À quelques encablures de l’Euro, le 29 mai dernier, la Slovaquie faisait voler en éclats les maigres certitudes défensives allemandes en annihilant l’ouverture du score de Mario Gómez (son premier but depuis une éternité avec la NM) pour finalement s’imposer 3-1. Certes, les circonstances atténuantes se trouvaient facilement : une pelouse d’Augsburg complètement détrempée, deux gardiens pas au top (Leno puis Ter Stegen) et l’absence de l’axe fort Boateng-Hummels habituel. Néanmoins, les inquiétudes affleuraient tout autant. En l’absence d’un Hummels qui devait rater les deux premiers matchs de poule, ni Rüdiger, ni Höwedes n’avaient pas apporté la stabilité attendue, d’autant plus que le capitaine de Null-Vier venait lui-même tout juste de reprendre la compétition. Et Jérôme Boateng, s’il était de retour depuis plus longtemps, allait-il pouvoir tenir ? Quid du poste de latéral droit, sinistré depuis la retraite de Lahm ? Löw avait répondu Sebastian Rudy, le plus souvent milieu défensif dans le redoutable équipe d’Hoffenheim. Et à gauche, en l’absence inexplicable au vu de sa saison de Schmelzer, que valait vraiment ce Jonas Hector, titulaire indiscutable des éliminatoires, mais finalement simple joueur de Cologne, sans expérience des grandes rencontres ? Pire encore, Joachim Löw lui-même ne semblait pas savoir, tentant un schéma bâtard pendant une mi-temps avec une défense à trois, souvent testé ces derniers temps, avant d’abandonner en faisant remonter Kimmich d’un cran. Le flou était total.
Possession et stabilité
À peine un mois plus tard, le 26 juin, tout était pardonnée. La même Slovaquie était balayée 3-0, et la défense n’accusait toujours aucun but contre. Remontons le fil des inquiétudes. Tout d’abord, après des mois d’éliminatoires quelconques faits de schémas tactiques mouvants, Jogi Löw s’est posé sur une valeur sûre: le 4-2-3-1 qui a – presque – toujours été le sien. La paire Khedira-Kroos orchestre le milieu de terrain : le premier a récupéré un corps et amène tout son impact, le deuxième s’est un peu habitué à jouer 6 au Real, même s’il semble toujours mal à l’aise lorsque son équipe souffre et que ses dernières performances madrilènes l’ont été avec Casemiro derrière lui. Toujours est-il que l’Allemagne possède suffisamment bien et souvent le ballon – surtout grâce à Toni – pour que le manque d’un Kramer ne se fasse pas trop sentir. Tout comme la déchéance du physique de Schweinsteiger, devenu simple remplaçant honorifique.

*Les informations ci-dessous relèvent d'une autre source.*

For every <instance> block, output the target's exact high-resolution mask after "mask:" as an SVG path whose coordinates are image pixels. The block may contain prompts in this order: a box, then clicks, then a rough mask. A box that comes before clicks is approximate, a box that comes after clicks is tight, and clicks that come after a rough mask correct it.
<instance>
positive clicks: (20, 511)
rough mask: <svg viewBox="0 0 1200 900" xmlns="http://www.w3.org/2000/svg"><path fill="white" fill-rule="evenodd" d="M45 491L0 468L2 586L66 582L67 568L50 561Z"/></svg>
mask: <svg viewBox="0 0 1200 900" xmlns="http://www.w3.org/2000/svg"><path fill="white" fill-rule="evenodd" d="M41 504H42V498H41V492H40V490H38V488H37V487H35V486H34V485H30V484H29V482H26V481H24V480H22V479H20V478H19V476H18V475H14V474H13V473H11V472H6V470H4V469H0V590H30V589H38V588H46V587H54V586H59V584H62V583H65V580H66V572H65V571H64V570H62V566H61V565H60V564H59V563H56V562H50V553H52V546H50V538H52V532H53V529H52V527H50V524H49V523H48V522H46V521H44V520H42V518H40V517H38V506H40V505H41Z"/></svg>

À gauche, Jonas Hector tient finalement son rang. Il n’est jamais tout à fait mauvais, et même s’il est globalement le joueur le moins talentueux du 11, il ne fait pas de vague et répond toujours présent, un peu comme un Arbeloa ou mieux (pire, c’est selon) Capdevila. De l’autre côté, la situation a mis plus de temps à se décanter. Rigolo, Löw n’a pas emmené Rudy outre-Rhin après avoir fait souffrir les supporters pendant des mois. Il a préféré parler de la polyvalence de Rüdiger, out de dernière minute, de celle de Can, autre milieu considéré défenseur, de Höwedes, de Mustafi. Ce dernier avait d’ailleurs tenu ce poste en urgence au Brésil avant que Lahm et tout rentre dans l’ordre, alors que Benedikt tenait l’autre côté en dépannage dans une défense 100% DC pas adepte des débordements. La vérité d’il y a deux ans n’étant pas celle d’aujourd’hui, le joueur de Valence s’est retrouvé dans l’axe pour le premier match face à l’Ukraine, et celui de Schalke à droite.
Le Bayern en force
La qualification en poche, Löw pouvait desserrer son inquiétude et délivrer Höwedes de ses tourments face à l’Irlande du Nord. Place à Joshua Kimmich. 21 ans, des sélections qui se comptent sur le doigt d’une main, une seule saison de Buli dans les jambes – baladé entre milieu de terrain et défenseur central – après avoir connu la 3. et la 2. avec Leipzig. Sauf que Kimmich est un joueur du Bayern, où il a brillamment suppléé Boateng dans l’axe sur une idée de Guardiola si on tient compte de son inexpérience, et que son physique semble plus le porter vers un poste de latéral. Satisfaisant pour son baptême nord-irlandais, JK a été reconduit en 8e, et ne devrait plus bouger. S’il manque encore d’habitude sur les centres et le placement, il compense avec son sens du duel et de l’interception et sa qualité technique au-dessus de la moyenne. De quoi en deux matchs faire naître les rêves d’une réincarnation de Lahm, avec qui les parallèles sont nombreux.
Enfin, il y a des hommes forts, ceux sur qui on peut compter quand tout va de travers. Mats Hummels n’aura tenu qu’un match sur le flanc avant de revenir étaler sa classe sur les pelouses. Plus physique et imposant que son futur coéquipier au Bayern, Jérôme Boateng a fait oublier son Vine messiesque avec un sauvetage dantesque sur la ligne et un boulet de canon pour ouvrir le score contre la Slovaquie. Difficile de trouver plus complémentaire. En phase défensive, Boateng s’occupe des duels et de rattraper les intrigants qui oseraient partir dans le dos (et globalement tout le reste en pompier), Hummels coupe les lignes de passe et presse. Lorsque l’Allemagne a le ballon, les deux, positionnés très haut, souvent dans le rond central, dirige la relance. Jerome alerte de ses transversales (bizarrement imprécises lors du premier match) et Mats transperce au sol. Sinon, il y a Manuel Neuer, dit Jamais Peur (ou Neuyah). Un arrêt massif à faire par match pour maintenir son équipe, et des relances qu’aucun jugerait dangereuse. Neuer s’en occupe. Alors, qui tâchera ce beau tableau?